How are ASV IDs generated?

schillebeeckx · September 18, 2018, 2:47pm

I'm curious as to how the IDs assigned to ASV (e.g. 00137a07c917bab6cfcb89a796f69a38) are generated as I'm trying to merge multiple DADA2 feature tables together.

Is it some sort of hash of the representative sequence?
Can the ID be guaranteed to be the same for independent DADA2 runs assuming the representative sequence is the same between those runs?
Can I assume the reverse-complement of the representative sequence is always guaranteed to yield the same ID?
Is it safe to assume the representative sequence cannot be "reverse engineered" if one only has the ASV ID?

Nicholas_Bokulich · September 18, 2018, 3:00pm

Hi @schillebeeckx,
Good questions!

Yes

No — I believe that will generate a unique ID

Correct. Which is why a FeatureData[Sequence] artifact is still produced by dada2, to map the IDs to their sequences.

So if you are having trouble merging, make sure:

the sequences are in the same orientation
the sequences are trimmed/truncated to the same length and sites.

I hope that helps!

colinbrislawn · September 18, 2018, 11:47pm

Hello @schillebeeckx,

Long time no see!

Just to get specific, these are all the md5 hash of the read. relevant code

So many of your questions are about md5 hashes and collisions.

Essentially yes. MD5 collisions are extremely rare, but theoretically possible.

Yes; it's always going to be the md5 hash of the Reverse Complement read (which of course is going to be different than the forward non-complement read).
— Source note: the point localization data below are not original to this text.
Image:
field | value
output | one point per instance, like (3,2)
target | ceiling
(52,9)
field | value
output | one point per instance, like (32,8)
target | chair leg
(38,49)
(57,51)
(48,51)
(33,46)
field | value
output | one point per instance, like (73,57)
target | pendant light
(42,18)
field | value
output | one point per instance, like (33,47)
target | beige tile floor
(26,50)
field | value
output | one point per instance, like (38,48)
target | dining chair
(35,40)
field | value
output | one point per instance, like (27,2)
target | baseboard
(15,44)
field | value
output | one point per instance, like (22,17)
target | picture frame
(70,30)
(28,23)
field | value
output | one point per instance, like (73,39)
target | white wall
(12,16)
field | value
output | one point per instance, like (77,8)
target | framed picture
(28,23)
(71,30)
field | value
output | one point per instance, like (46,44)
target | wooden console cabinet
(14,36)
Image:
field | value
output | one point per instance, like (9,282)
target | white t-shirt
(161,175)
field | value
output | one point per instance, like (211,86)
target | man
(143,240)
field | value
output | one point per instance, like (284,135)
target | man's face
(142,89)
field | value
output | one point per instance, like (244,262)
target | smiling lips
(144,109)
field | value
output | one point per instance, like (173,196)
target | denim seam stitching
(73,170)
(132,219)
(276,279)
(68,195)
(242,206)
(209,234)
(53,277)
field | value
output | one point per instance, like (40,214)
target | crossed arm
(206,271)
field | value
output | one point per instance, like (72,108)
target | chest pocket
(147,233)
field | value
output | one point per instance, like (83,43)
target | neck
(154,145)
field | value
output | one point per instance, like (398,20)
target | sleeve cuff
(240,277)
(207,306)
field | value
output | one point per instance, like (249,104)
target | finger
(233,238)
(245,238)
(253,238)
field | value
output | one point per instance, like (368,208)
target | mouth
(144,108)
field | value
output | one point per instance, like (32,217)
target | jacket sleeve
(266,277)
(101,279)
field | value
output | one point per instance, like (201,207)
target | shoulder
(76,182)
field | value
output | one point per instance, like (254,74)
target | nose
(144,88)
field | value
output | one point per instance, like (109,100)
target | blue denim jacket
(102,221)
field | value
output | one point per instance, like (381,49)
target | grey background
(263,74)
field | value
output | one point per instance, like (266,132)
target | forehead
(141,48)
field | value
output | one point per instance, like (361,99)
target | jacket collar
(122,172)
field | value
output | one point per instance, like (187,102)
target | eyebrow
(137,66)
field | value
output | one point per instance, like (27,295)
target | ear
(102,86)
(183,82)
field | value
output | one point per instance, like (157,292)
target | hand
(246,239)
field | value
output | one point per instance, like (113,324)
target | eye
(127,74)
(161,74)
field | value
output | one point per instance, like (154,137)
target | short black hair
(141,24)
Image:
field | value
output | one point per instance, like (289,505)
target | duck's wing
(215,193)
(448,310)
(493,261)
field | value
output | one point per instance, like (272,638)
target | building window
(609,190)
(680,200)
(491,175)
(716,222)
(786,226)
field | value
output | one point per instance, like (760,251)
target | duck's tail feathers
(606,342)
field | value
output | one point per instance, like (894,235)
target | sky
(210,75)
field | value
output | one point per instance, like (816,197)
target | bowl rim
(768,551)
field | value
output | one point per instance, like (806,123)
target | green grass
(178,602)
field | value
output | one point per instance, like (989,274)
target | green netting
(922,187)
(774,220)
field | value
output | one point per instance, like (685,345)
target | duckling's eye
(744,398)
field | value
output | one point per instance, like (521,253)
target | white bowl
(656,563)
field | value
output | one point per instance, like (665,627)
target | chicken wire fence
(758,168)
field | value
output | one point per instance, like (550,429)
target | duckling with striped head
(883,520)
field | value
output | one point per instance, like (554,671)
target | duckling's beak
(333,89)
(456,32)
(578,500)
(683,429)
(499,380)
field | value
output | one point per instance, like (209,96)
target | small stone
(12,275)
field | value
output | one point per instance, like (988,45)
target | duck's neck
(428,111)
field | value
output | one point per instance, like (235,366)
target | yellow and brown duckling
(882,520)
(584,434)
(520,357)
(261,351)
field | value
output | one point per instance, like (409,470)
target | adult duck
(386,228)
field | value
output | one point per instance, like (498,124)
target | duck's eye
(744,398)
Sure it's safe to assume that... unless...
Finding the sequence from only the md5 hash is technically possible from an information security standpoint. Don't consider this header to be a security feature!

Colin

P.S. If you find two normal amplicon sequences that have the same md5 or sha hash, I would LOVE to know about it. I'm sure all the devs who use these hash functions would too!

schillebeeckx · September 19, 2018, 12:13pm

Hey Colin, happy to be hearing from you. Thanks for confirming my thoughts; I'll let you know if I find any clashes!

Mehrbod_Estaki · September 19, 2018, 10:27pm

I say we start a pool to guess the taxa origin of the first ASV hash clash. Winner takes all.
$50 one will be from Lachnospiraceae

John_Chase · September 20, 2018, 6:52pm

Is it safe to assume the representative sequence cannot be “reverse engineered” if one only has the ASV ID?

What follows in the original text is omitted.